Fig. 2: Generation and verification of genuine multidimensional multiphoton entanglement in the graph-based quantum device.

a–e, By reconfiguring the sublattice and accordingly the graph’s topologies, it allows on-chip generation, manipulation, analysis and verification of different multidimensional multiphoton entanglement structures. For each state, it shows the graph topology with a superposition of perfect matchings, and the corresponding two-dimensional lattice (depicted for simplicity, but exactly implemented in the VLSI device) with a certain configuration of connectivity of nonlinear sources (yellow squares) and single-photon pathways (red lines). The encoding of a logical basis is indicated on the sources.

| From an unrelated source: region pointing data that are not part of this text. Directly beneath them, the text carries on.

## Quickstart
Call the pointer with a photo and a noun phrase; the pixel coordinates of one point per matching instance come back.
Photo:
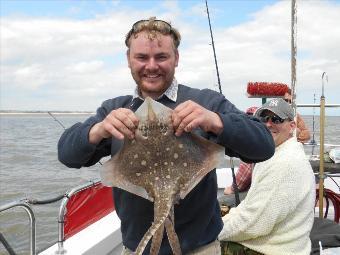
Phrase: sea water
(29, 168)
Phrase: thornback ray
(162, 168)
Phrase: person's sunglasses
(159, 25)
(274, 119)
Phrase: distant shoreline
(43, 112)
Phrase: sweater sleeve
(267, 203)
(74, 148)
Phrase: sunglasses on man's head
(274, 119)
(157, 24)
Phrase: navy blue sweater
(197, 217)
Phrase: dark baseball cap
(279, 107)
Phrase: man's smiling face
(152, 62)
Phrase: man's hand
(189, 115)
(119, 123)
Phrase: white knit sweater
(277, 215)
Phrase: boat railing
(63, 210)
(24, 203)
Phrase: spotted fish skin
(161, 167)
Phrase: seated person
(277, 214)
(243, 175)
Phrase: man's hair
(153, 27)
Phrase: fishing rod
(235, 187)
(213, 46)
(61, 124)
(322, 145)
(313, 138)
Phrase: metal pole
(293, 53)
(23, 204)
(322, 139)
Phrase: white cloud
(77, 64)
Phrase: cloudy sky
(70, 55)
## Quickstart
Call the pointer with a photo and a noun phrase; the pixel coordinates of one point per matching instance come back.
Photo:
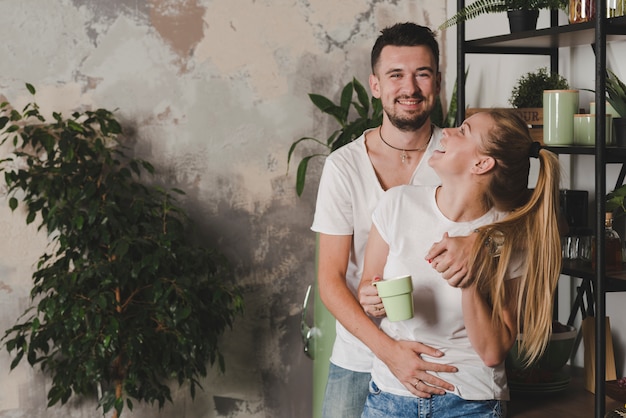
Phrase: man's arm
(402, 357)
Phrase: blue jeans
(346, 392)
(385, 405)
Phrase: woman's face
(459, 151)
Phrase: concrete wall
(213, 92)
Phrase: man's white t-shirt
(349, 191)
(409, 220)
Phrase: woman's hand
(370, 301)
(450, 258)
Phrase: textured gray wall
(213, 92)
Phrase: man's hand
(450, 258)
(370, 301)
(404, 359)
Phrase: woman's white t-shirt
(409, 220)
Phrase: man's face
(407, 82)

The photon pathways are labelled by {A, B, C, D}. The entangled states are represented by concentric circles connected by green lines, where the circles represent photonic qudits and the number of circles implies their local dimension; the lines represent entanglement between the photonic qudits. Here n denotes the number of photons and d denotes the local dimensionality. The norm values of the reconstructed density matrices (∣ρ∣) and measured quantum-state fidelities (F) are shown for the below states: four-photon three-dimensional \({\left\vert {{{\rm{GHZ}}}}\right\rangle }_{3}^{4}\) state, F = 0.722(18) > 2/3 (a); four-photon two-dimensional \({\left\vert {{{\rm{GHZ}}}}\right\rangle }_{2}^{4}\) state, F = 0.792(12) > 1/2 (b); two-photon three-dimensional \({\left\vert {{{\rm{GHZ}}}}\right\rangle }_{3}^{2}\) (Bell) state, F = 0.966(2) (c); three-photon |W〉₃ state, F = 0.729(19) > 1/2 (d); tracing out one part of |W〉₃ and the remaining part retains the entanglement (e). Partial density matrices are reconstructed by measuring dⁿ diagonal elements (in the computational basis) and d off-diagonal elements (in the coherent basis) coloured in blue in all the plots, whereas the remaining elements in yellow are not measured. In c, the complete quantum-state tomography is implemented instead. The values in the parentheses denote the ±1σ uncertainty, estimated by Monte Carlo methods considering Poissonian photon statistics.